她到底知不知道眼前這幾個‘廢物’本尊是甚麼來頭?
鳳無咎顯然也愣了一下,隨後低低的笑聲。
聲音從他喉嚨裡溢位來,越來越響,最後變成了暢快的大笑,震得整條街的魔氣都在翻滾。
“哈哈哈哈……刷馬桶?廢物利用?小東西,你倒是很會替本尊勤儉持家。
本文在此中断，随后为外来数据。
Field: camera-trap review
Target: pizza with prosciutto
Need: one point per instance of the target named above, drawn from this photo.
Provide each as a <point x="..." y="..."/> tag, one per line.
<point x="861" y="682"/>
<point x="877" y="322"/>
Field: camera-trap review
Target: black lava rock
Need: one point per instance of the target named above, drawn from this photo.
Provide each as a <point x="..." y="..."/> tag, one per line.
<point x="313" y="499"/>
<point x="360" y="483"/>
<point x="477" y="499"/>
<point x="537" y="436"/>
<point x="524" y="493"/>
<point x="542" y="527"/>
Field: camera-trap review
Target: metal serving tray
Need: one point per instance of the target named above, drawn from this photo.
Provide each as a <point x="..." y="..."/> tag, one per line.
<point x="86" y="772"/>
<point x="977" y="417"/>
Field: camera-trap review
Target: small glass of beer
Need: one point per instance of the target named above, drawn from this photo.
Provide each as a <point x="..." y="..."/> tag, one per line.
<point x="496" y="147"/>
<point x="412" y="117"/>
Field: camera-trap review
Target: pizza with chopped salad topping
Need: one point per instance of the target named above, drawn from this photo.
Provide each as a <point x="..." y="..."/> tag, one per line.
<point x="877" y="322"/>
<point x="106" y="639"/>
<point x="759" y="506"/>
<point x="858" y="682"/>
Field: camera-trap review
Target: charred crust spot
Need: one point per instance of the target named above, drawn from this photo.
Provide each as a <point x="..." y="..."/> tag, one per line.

”
他笑得眼尾都彎了起來,暗金色的眸子裡滿是興味。
看向楚玉瑤的眼神,像在看甚麼稀奇的小寵物。
楚玉瑤被他笑得心裡發毛,硬著頭皮乾笑:“能為尊主分憂,是奴婢的福分……”
“福分?”
鳳無咎止住笑,指尖那毀滅氣息倒是散去了些。
他摸著下巴,目光在面如死灰的夜滄溟,蘇輕寒,上官玉衡、燕驚塵、姬辭淵五人,以及一臉我都是為了您好的楚玉瑤之間來回掃視。
似乎真的在認真考慮這個提議的可行性。
“聽起來……似乎有點意思。”
他慢悠悠地開口,每一個字都讓夜滄溟幾人的心沉入谷底。
“能讓天界的太子、藥神、劍君、紫霄的分魂在本尊的魔宮裡刷馬桶……”
鳳無咎嘴角勾起惡劣的弧度,“這畫面,想必司夜宴那幾個傢伙看了,表情一定會很精彩。”
司清顏臉色一變:“尊主,不可,我兄長他……”
她話音未落,天際驟然傳來一聲清越悠長的龍吟。
一道璀璨奪目的金色流光撕裂暗紅天幕,如同烈日墜空,瞬間降臨在幽羅街上空。
金光散去,露出一道修長挺拔的身影。
來人金冠玉帶,龍紋錦袍,容貌俊美得近乎張揚,一雙含笑的桃花眼顧盼生輝,容貌和燕驚塵幾乎一模一樣。
只是氣質更加雍容華貴,周身仙光繚繞,威儀天成。
他手中把玩著一柄通體瑩白的玉骨折扇,姿態慵懶隨意,目光先是在街上一掃。
看到被定住的燕驚塵時,眼睛‘唰’地亮了,彷彿發現了甚麼極有趣的玩具。
“喲?”
天界太子司夜宴唇角勾起,聲音清越帶笑,帶著天然的玩世不恭,“孤就說怎麼心血來潮,原來是‘我’跑到魔界來玩了?還搞得這麼狼狽。哎呀呀~真的好丟臉,怕是要被眾仙嘲笑了。”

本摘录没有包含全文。